Strengths of this study include examination of CSF AD biomarker profile in a relatively large, well-characterized cohort of hip fracture patients. In addition, GDS-15 was completed before surgery, and would not have been influenced by symptoms of delirium as individuals with preoperative delirium were excluded from the study. Our study should, however, be interpreted within the context of its limitations. This was a relatively small secondary analysis of a single-site clinical trial, which may limit findings to individuals motivated to participate in a clinical trial. Patients on oral anticoagulants and congestive heart failure were excluded, which may have excluded individuals with cognitive deficits related to vascular causes. Our findings, therefore, may not be generalizable to older patients with hip fracture and significant cardiovascular disease. Further study is required in this subpopulation. The GDS-15 has been validated for assessment of depression in mild-to-moderate dementia, with good correlation⁴⁵ to the Cornell Scale of Depression in Dementia,⁴⁶ and diagnosis of depression using DSM-IV criteria.⁴⁷ While it has not been validated in severe dementia, our cohort consisted only of 6 participants with severe dementia (CDR = 2). Future studies should also assess for neuropsychiatric symptoms outside of depression.

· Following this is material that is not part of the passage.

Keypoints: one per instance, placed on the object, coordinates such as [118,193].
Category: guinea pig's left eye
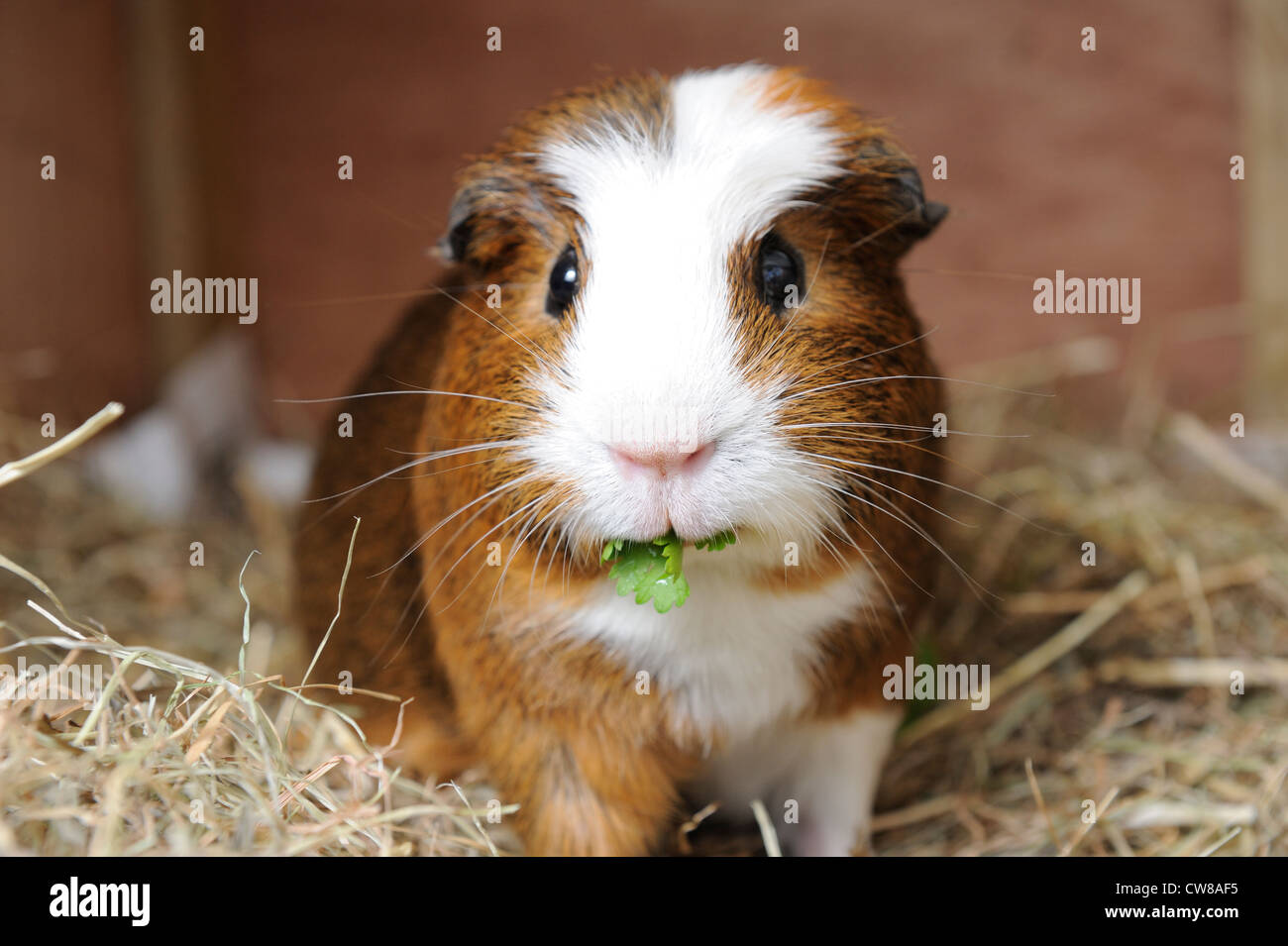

In summary, we found that in older individuals undergoing surgery for traumatic hip fracture, baseline depressive symptoms (a form of MBI) were the strongest predictor of postoperative delirium, and that symptoms of depression were associated with underlying AD pathology. Assessment for depressive symptoms may be a useful addition to the standard clinical assessment in identifying individuals at risk of postoperative delirium.